Mrs. Ford's case against Mr. Kavanaugh is "even weaker" than a "he said, she said" case, Mrs. Mitchell wrote to the committee. The memorandum was released Sunday but the dominant media has not given it the attention it deserves.
Every burp, hiccup and sneeze of the accusation has been treated as the blockbuster of every news cycle. The facts, however, are stubborn and not easily aborted.
"A 'he said, she said' case is incredibly hard to prove," Prosecutor Mitchell told the committee, "but this case is even weaker than that. [Christine] Ford identified other witnesses to the event, and those witnesses either refuted her allegations or failed to corroborate them. For the reasons [outlined in this memorandum] I do not think that a reasonable prosecutor would bring this case based on the evidence before the committee. Nor do I believe this evidence is sufficient to satisfy the [lower] preponderance of the evidence standard."
The Democrats on the committee may be disappointed but they cannot be surprised. They have seen this coming since the FBI started its seventh background check of Mr. Kavanaugh's truthfulness and character.
The Democrats are at work now figuring out what to say next, perhaps a disclosure that Brett Kavanaugh was a cannibal in middle school, selling sweet and subtly smoky "somethingburgers" in the shadow of the school lunchroom.

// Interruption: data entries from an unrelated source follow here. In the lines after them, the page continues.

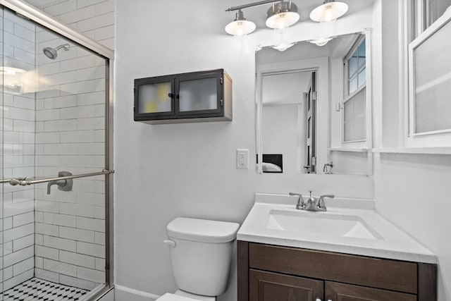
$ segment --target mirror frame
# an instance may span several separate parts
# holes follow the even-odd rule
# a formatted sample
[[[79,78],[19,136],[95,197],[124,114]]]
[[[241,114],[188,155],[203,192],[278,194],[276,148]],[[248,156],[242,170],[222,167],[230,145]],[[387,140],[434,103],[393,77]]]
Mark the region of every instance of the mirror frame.
[[[364,176],[371,175],[373,173],[373,156],[372,156],[372,59],[371,59],[371,35],[370,29],[365,29],[364,31],[357,31],[355,32],[347,32],[344,35],[360,33],[365,36],[366,39],[366,139],[364,146],[359,145],[357,147],[343,147],[341,143],[340,147],[331,147],[331,113],[330,111],[333,106],[332,102],[336,102],[333,99],[336,97],[332,97],[332,92],[330,91],[330,83],[329,82],[329,57],[323,56],[314,59],[301,59],[298,61],[288,61],[279,63],[277,66],[273,63],[263,63],[257,65],[257,55],[258,51],[264,49],[268,49],[271,46],[261,47],[257,46],[255,51],[255,102],[256,102],[256,142],[257,158],[260,158],[257,163],[257,173],[262,174],[263,164],[261,159],[263,158],[263,99],[262,99],[262,78],[266,75],[283,73],[287,72],[303,72],[303,71],[316,71],[317,73],[317,99],[326,99],[326,102],[316,102],[316,126],[317,133],[326,133],[326,139],[318,139],[316,137],[316,173],[311,174],[325,173],[322,168],[318,166],[323,166],[324,164],[330,161],[331,153],[333,152],[345,152],[366,153],[366,170],[363,173],[345,173],[345,174],[361,174]],[[299,41],[299,42],[308,42],[308,41]],[[342,95],[339,97],[340,102],[342,101]],[[342,114],[342,112],[340,112]],[[326,120],[321,120],[319,116],[327,116]],[[340,117],[340,120],[341,120]],[[340,127],[342,127],[341,122]],[[342,128],[340,130],[342,133]],[[340,138],[341,140],[341,138]],[[299,162],[297,162],[297,173],[304,174],[301,172],[302,166],[299,166]],[[307,173],[306,173],[307,174]],[[342,173],[343,174],[343,173]]]

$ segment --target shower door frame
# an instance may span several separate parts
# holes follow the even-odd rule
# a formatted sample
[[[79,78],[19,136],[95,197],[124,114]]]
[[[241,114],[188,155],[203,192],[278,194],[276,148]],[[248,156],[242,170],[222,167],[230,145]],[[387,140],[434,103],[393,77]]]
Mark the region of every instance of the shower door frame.
[[[51,17],[35,7],[23,2],[20,0],[0,0],[0,4],[20,15],[29,18],[40,25],[52,30],[58,35],[68,38],[86,47],[90,51],[106,59],[106,98],[105,106],[105,167],[106,171],[113,168],[113,66],[114,51],[96,42],[81,33],[68,27],[58,20]],[[106,174],[105,180],[105,208],[106,208],[106,241],[105,262],[106,278],[105,287],[95,292],[90,300],[98,300],[103,297],[113,287],[113,176],[111,173]]]

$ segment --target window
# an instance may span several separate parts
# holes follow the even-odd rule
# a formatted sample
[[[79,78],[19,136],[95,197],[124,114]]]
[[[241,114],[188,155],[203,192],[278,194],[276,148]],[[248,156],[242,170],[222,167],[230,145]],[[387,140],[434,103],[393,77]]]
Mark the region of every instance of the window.
[[[365,37],[362,37],[345,58],[343,142],[365,141],[366,57]]]
[[[448,6],[451,0],[419,0],[414,10],[419,33],[409,44],[408,147],[451,147]]]

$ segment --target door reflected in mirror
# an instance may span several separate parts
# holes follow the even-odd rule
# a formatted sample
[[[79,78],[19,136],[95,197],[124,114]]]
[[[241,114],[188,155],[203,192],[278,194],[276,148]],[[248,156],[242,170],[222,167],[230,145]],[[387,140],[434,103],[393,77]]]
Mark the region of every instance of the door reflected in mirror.
[[[366,46],[355,33],[256,52],[258,172],[369,173],[368,154],[356,151],[371,130]]]

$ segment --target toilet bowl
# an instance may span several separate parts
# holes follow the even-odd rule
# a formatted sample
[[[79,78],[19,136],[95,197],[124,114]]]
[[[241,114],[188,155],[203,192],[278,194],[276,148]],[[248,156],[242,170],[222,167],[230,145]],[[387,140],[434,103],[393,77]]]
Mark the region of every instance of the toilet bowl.
[[[214,301],[227,289],[237,223],[178,217],[168,224],[171,264],[179,290],[158,301]]]

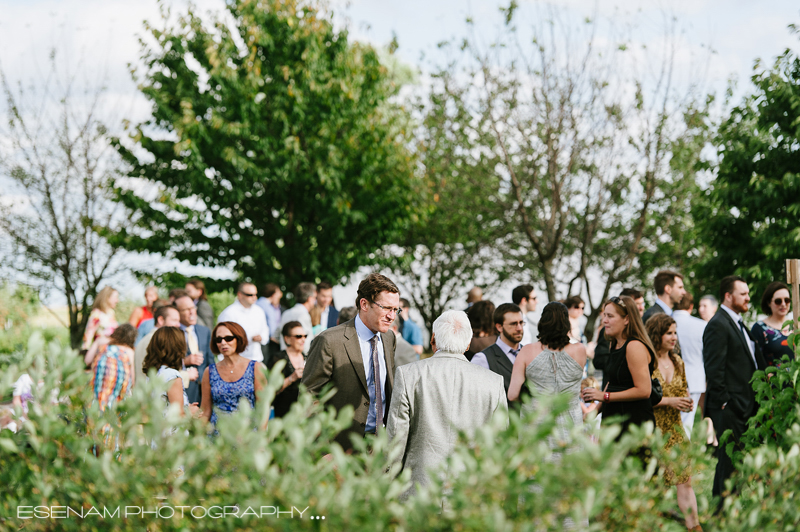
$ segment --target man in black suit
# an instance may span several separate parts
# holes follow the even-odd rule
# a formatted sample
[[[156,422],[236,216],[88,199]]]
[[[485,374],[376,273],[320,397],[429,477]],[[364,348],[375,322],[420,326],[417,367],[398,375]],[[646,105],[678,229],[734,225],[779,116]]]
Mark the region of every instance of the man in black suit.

Prosecutor Mitchell set out nine problems with the way that Christine Ford described an encounter with Mr. Kavanaugh 36 years ago, when a proceeding growing out of that encounter would have been adjudicated in Juvenile Court.

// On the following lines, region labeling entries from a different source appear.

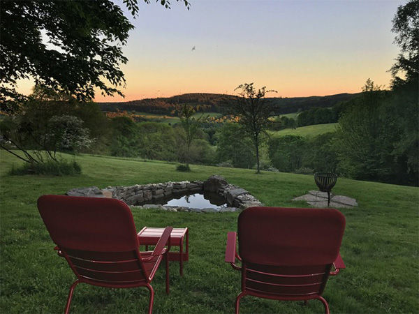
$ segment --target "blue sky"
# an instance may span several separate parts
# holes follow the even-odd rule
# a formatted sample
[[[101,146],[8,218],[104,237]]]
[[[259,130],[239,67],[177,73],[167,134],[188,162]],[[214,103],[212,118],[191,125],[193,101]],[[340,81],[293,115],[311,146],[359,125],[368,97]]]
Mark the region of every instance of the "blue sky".
[[[391,21],[404,1],[190,2],[187,10],[171,0],[167,10],[152,0],[130,17],[125,100],[233,94],[251,82],[283,97],[358,92],[369,77],[389,85],[399,52]]]

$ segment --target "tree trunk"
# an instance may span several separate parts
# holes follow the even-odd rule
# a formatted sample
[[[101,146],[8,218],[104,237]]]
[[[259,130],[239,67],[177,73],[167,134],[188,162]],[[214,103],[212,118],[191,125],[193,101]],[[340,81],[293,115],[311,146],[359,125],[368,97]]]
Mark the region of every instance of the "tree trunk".
[[[259,142],[258,140],[258,135],[255,137],[255,148],[256,149],[256,174],[260,174],[260,170],[259,168]]]

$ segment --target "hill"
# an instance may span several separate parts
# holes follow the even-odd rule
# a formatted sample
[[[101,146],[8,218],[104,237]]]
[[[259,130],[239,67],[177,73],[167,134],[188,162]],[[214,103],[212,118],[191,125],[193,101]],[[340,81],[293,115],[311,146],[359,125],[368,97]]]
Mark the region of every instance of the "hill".
[[[72,160],[73,156],[66,156]],[[106,157],[78,157],[80,176],[10,176],[20,162],[0,150],[1,197],[1,313],[60,313],[75,279],[57,255],[36,209],[43,194],[63,194],[76,187],[130,186],[168,181],[205,180],[211,174],[226,177],[245,188],[267,206],[308,207],[291,199],[316,189],[313,176],[191,165],[179,172],[175,165]],[[339,178],[333,190],[356,198],[359,206],[341,209],[346,228],[341,255],[346,269],[331,278],[324,297],[332,313],[418,313],[418,188]],[[143,226],[190,228],[190,260],[185,274],[170,263],[170,294],[164,292],[164,271],[157,271],[156,313],[233,313],[240,291],[240,274],[223,262],[226,234],[237,229],[237,214],[196,214],[133,208],[138,230]],[[141,247],[144,249],[144,247]],[[145,313],[145,288],[115,290],[80,285],[75,291],[74,313]],[[182,305],[179,307],[179,304]],[[244,298],[247,313],[318,313],[321,303],[281,302]]]
[[[314,107],[332,107],[338,103],[348,101],[360,94],[339,94],[326,96],[267,98],[272,107],[272,115],[307,110]],[[195,93],[168,98],[147,98],[115,103],[97,103],[103,111],[135,111],[159,114],[175,115],[176,105],[189,104],[198,112],[224,112],[230,103],[235,101],[233,95]]]

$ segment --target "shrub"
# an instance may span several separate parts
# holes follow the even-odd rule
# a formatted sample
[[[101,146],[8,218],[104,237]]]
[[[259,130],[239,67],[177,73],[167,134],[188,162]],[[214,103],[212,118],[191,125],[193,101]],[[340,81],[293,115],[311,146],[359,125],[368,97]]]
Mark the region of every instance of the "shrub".
[[[44,174],[52,176],[75,175],[82,173],[82,168],[75,161],[47,161],[34,164],[25,163],[22,167],[12,167],[10,174]]]
[[[191,168],[189,167],[189,165],[178,165],[176,167],[177,171],[182,171],[182,172],[186,172],[191,171]]]

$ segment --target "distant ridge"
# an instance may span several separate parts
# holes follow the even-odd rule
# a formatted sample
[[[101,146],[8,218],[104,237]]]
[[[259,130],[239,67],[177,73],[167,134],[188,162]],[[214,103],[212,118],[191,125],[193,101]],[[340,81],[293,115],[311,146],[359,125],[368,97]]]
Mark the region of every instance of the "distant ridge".
[[[307,110],[313,107],[332,107],[338,103],[358,97],[357,94],[338,94],[325,96],[267,98],[272,106],[272,113],[283,114]],[[97,103],[102,111],[136,111],[160,114],[174,115],[177,105],[189,104],[198,112],[223,112],[237,96],[221,94],[191,93],[172,97],[146,98],[124,102]]]

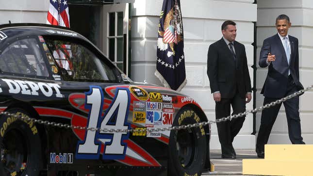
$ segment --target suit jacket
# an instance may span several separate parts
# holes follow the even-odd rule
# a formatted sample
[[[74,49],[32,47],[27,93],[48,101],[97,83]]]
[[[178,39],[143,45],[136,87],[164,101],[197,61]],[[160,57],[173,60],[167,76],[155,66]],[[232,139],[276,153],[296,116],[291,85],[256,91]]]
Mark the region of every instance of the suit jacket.
[[[303,86],[299,81],[299,50],[298,39],[289,35],[291,54],[288,65],[285,50],[278,34],[264,40],[260,54],[259,65],[261,67],[268,66],[267,76],[261,91],[264,96],[282,98],[286,96],[288,81],[288,68],[299,90]],[[269,53],[275,55],[275,61],[267,63]]]
[[[219,91],[222,98],[231,98],[236,93],[246,97],[251,92],[251,81],[245,46],[234,41],[236,61],[223,38],[210,46],[207,74],[212,93]]]

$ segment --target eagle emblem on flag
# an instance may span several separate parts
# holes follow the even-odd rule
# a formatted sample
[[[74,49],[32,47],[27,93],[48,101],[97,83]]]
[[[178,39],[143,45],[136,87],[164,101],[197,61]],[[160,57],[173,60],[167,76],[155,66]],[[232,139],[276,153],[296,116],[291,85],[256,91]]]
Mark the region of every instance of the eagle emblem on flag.
[[[187,82],[179,0],[164,0],[158,27],[154,74],[165,87],[179,91]]]

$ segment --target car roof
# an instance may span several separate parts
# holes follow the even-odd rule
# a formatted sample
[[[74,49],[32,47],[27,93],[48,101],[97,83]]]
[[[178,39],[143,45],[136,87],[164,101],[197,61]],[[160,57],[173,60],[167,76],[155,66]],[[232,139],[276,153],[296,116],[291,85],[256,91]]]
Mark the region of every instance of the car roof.
[[[0,25],[0,31],[14,31],[16,29],[18,29],[19,32],[25,32],[28,34],[73,37],[89,42],[79,33],[64,27],[39,23],[11,23]]]

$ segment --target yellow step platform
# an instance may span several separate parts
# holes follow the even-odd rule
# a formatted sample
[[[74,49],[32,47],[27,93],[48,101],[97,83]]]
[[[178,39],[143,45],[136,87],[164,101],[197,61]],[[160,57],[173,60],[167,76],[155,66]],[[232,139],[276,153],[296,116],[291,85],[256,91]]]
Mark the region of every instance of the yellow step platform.
[[[266,144],[264,159],[242,161],[243,174],[313,176],[313,145]]]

Mrs. Ford, for one, has not offered a consistent account of what she says happened to her on a summer night in 1982 when she was 15 years old. Or it might have been in 1983. Or perhaps sometime in her "late teens," as she told The Washington Post. She declined to allow the Judiciary Committee to see her therapy notes, which might answer some of the questions troubling Prosecutor Mitchell.
Mrs. Ford struggled to identify Mr. Kavanaugh by name as the man in the assault incident she described in the therapy sessions, though her husband recalls that it was Mr. Kavanaugh, a name prominently in the news at the time.
Prosecutor Mitchell notes that the newspapers were full of accounts then that Mitt Romney, a candidate for president, was saying that Brett Kavanaugh might be his man. Mr. Ford could have been fishing for a name.
Mrs. Ford further testified that she told her husband about a "sexual assault" before they were married; she told The Washington Post that she "informed" her husband that she was the victim of "physical abuse" at the beginning their marriage.
Though she does not remember from the distance of four decades when or where Mr. Kavanaugh abused her, or how she got there or got home, Prosecutor Mitchell writes that Mrs. Ford recalls that she drank "exactly one beer" and was taking no medication at the time. Some details remembered. Some not.
Neither does she remember whether she took a polygraph test in July on the day before or the day after her grandmother's funeral, or whether the polygraph was audio-recorded or video-recorded.
Prosecutor Mitchell observes that it would have been inappropriate to administer such a test to someone deep in grief.
Prosecutor Mitchell says Christine Ford's description of the psychological damage of an incident 36 years ago raises several questions. Mrs. Ford said she suffers from anxiety, claustrophobia and post-traumatic stress syndrome, all leading to a fear of flying.
Yet she testified that she flies "fairly frequently for [her] hobbies and work." She flies from California to the mid-Atlantic states every year to visit family, and on occasion to Hawaii, French Polynesia and Costa Rica, and flew to Washington to give testimony. She declined a committee suggestion that an investigator fly to California to hear her story.
It's reasonable to assume that "something" happened 36 years ago, but it is not reasonable to assume Brett Kavanaugh was there when it did. The Democrats are taking advantage of a troubled woman and her conflicted memories, telling a story remarkable for all the holes in it. It's reasonable to ask of Chuck Schumer, Dianne Feinstein and the other Democrats the question asked of Joseph McCarthy many years ago: "Have you no decency?"